The Majatran Socialist Ba'ath Party (Majatran: حزب البعث الاشتراكي, tr. Hizb al-Ba'ath al-Majatraniyah al-Ishtiraki) was originally founded in Jakania by Ra'd Mohammed El-Amin, the originator of the Ba'athist political theory. Ba'athism, which translates to the renaissance in modern Majatran calls for the unification of all Majatran nations underneath the common banner of the Majatran ethnicity. Ba'athism is secular in nature though does not advocate atheism, it believes that Ahmadism is an integral part of the Majatran culture but should not dictate law and order. The ba'athist believe that the ba'athist party should have control over society, acting as a vanguard party, something that El-Amin borrowed from Karlstein Metz and Vladimir Leonid.

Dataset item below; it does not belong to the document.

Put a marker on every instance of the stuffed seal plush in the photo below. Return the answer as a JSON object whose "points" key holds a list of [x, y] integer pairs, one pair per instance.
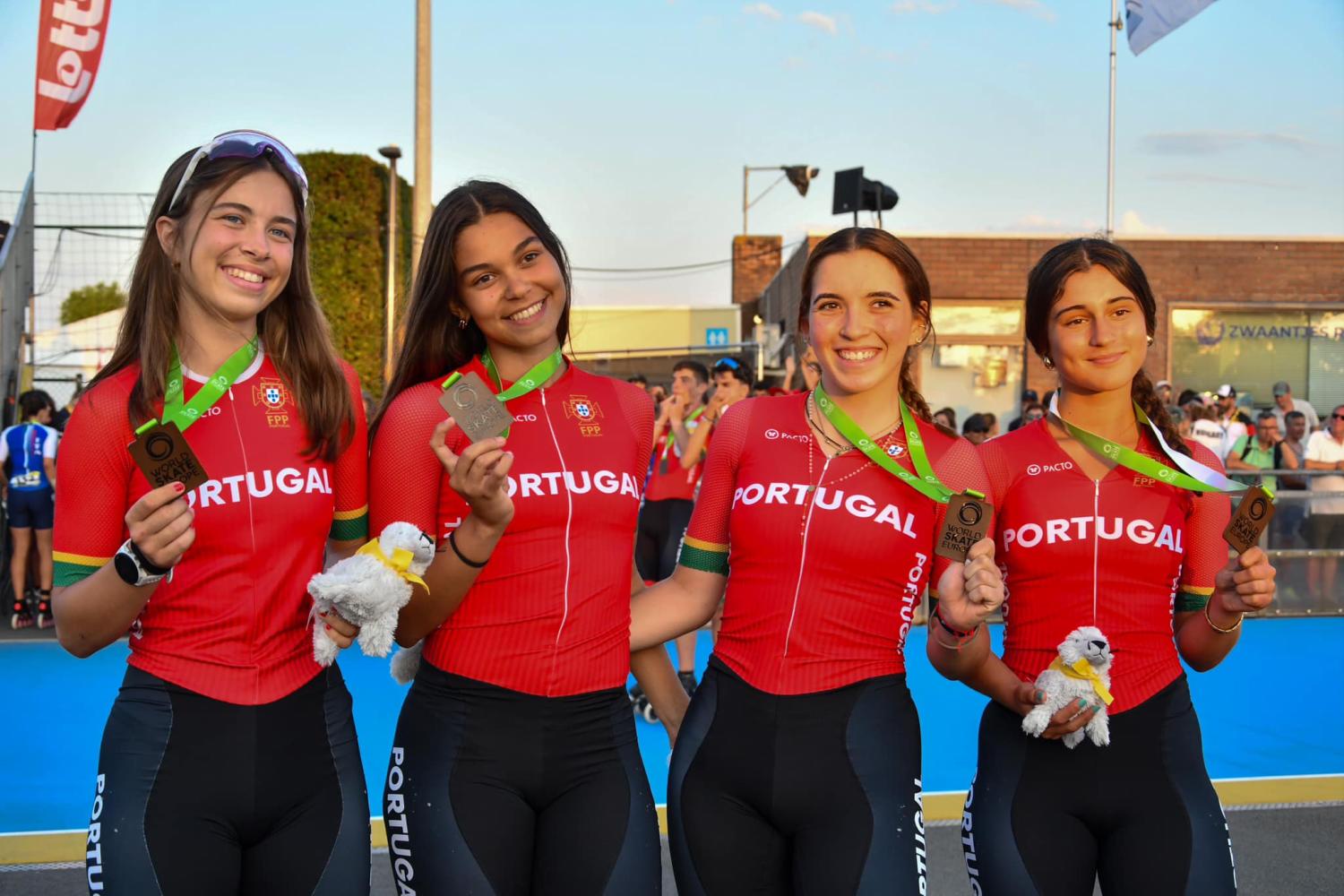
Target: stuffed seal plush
{"points": [[1082, 669], [370, 589]]}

The Majatran Socialist Ba'ath Party National Command is elected every 5 years at a National Congress, the National Command is the overall leadership of the party. At times the National Command has been powerful and influential on it's member parties while at other times it has not had much power or influence over the political branches underneath it. The National General-Secretary is in theory the most powerful position in the entire party. From there, the party is split into "regions" not "states", because the ba'athist see the Majatran people as a whole nation of it's own. The regional branches of the parties are tasked with gaining control of their nations and implementing policies which correspond with their national interests and the national command. The Regional General-Secretary is elected similarly every 5 years at a Regional Congress. The current National Secretary-General is Kafuri Haider Harun al-Kasraj, who was elected on May 7th 3510.

HistoryEdit

OrganizationEdit

National CommandEdit

Despite the presence of any other significant Ba’ath parties in the Majatran world, the National Command still has its influences in countries such as Wantuni (Kalopia), Jakania, Istalia and Badara. The National Command is typically dominated by the largest party and often takes the seat as the Secretary-General, as of this date technically only the Majatran Socialist Ba’ath Party of the Kafuristan Region is politically active. The National Command is comprised of several major offices and departments that help facilitate the operations of the National Command and assist the Secretary-General. The National Command is approved by the National Congress, currently held every 5 years and elects the National Command, elects the Secretary-General as well as generally sets the platform for the policies and goals of the Ba’athist.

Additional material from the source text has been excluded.